Nicht ganz so glücklich lief es mit dem Militärhistorischen Museum von Baierl & Demmelhuber. Von vielen - auch ausländischen Teilnehmern - als Geheimfavorit für die Königskategorie "Trockenbau" gehandelt, schaffte es das Objekt aber nicht auf das Siegertreppchen. (Aus für gewöhnlich gut unterrichteten Kreisen wurde geflüstert, das Objekt sei auch bei der internationalen Jury ganz oben auf der Liste gewesen, aber das deutsche Verteidigungsministerium als neuer Eigner des Objekts habe angesichts der weitreichenden Vermarktungsanforderungen im Zusammenhang mit der Trophy mit der Zustimmung gezögert...) - Viel Gelegenheit für trübe Gedanken hatte Johannes Demmelhuber aber nicht. Erst trösteten ihn alle deutschen Trockenbauer, dann riss alle das bunte Show- und Unterhaltungsprogramm des Galaabends mit.

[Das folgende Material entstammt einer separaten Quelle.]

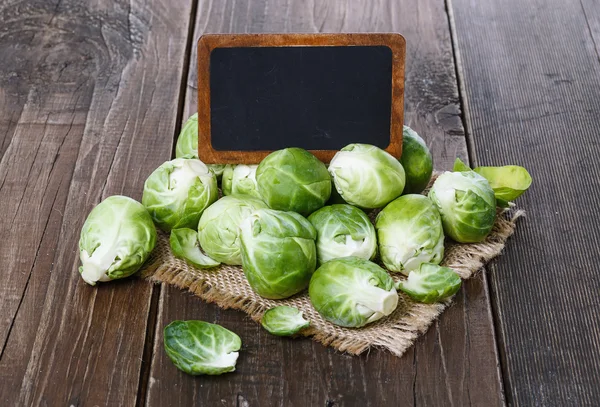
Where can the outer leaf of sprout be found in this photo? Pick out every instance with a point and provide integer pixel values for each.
(198, 347)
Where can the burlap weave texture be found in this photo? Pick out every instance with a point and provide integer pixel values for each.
(227, 287)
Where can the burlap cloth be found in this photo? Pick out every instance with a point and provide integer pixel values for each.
(227, 287)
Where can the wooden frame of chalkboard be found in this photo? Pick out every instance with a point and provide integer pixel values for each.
(209, 42)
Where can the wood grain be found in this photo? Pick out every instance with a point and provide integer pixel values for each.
(532, 78)
(88, 101)
(456, 362)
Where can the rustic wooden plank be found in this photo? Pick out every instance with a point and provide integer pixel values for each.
(532, 78)
(455, 363)
(91, 94)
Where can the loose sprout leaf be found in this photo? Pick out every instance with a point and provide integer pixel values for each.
(431, 283)
(185, 245)
(198, 347)
(187, 141)
(284, 321)
(416, 160)
(508, 182)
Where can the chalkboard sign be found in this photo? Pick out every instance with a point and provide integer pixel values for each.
(263, 92)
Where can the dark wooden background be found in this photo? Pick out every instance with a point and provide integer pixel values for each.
(92, 96)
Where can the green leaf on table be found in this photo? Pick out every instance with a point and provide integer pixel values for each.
(198, 347)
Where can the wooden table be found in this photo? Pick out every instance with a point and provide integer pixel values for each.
(92, 96)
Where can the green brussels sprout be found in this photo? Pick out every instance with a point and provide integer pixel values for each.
(177, 193)
(278, 252)
(218, 169)
(367, 176)
(284, 321)
(410, 233)
(460, 166)
(116, 239)
(240, 180)
(352, 292)
(508, 182)
(187, 142)
(416, 160)
(431, 283)
(185, 245)
(467, 205)
(197, 347)
(293, 179)
(218, 229)
(343, 230)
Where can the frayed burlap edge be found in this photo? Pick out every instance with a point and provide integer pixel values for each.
(227, 287)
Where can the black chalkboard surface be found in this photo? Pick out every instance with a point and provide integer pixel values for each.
(256, 97)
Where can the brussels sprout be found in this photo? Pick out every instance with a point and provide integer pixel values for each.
(352, 292)
(116, 239)
(197, 347)
(240, 180)
(185, 245)
(284, 321)
(367, 176)
(431, 283)
(508, 182)
(218, 230)
(342, 231)
(187, 142)
(416, 160)
(466, 203)
(218, 169)
(278, 252)
(293, 180)
(410, 233)
(460, 166)
(177, 193)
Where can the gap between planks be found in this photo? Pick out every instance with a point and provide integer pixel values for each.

Auch am darauffolgenden Tag kam keine Langeweile auf: Weitere Touren auf der Thames, eine Rundfahrt mit dem "London Eye", dem Riesenrad am Fluss, sowie jede Menge Sightseeing und natürlich das obligatorische "pub crawl" am Abend machten die drei Tage in London für die deutschen Trockenbau-Unternehmer zu einem unvergesslichen Erlebnis.

(Foto: Saint-Gobain Rigips) Gleich neben dem Tower und der Tower Bridge logierten die deutschen Ausbauunternehmer sowie deren Rigips-Berater. Für drei unvergessliche Tage mit randvollem Programm aus lauter Highlights sorgten die Gastgeber der britischen Saint-Gobain-Gruppe und die deutsche Rigips.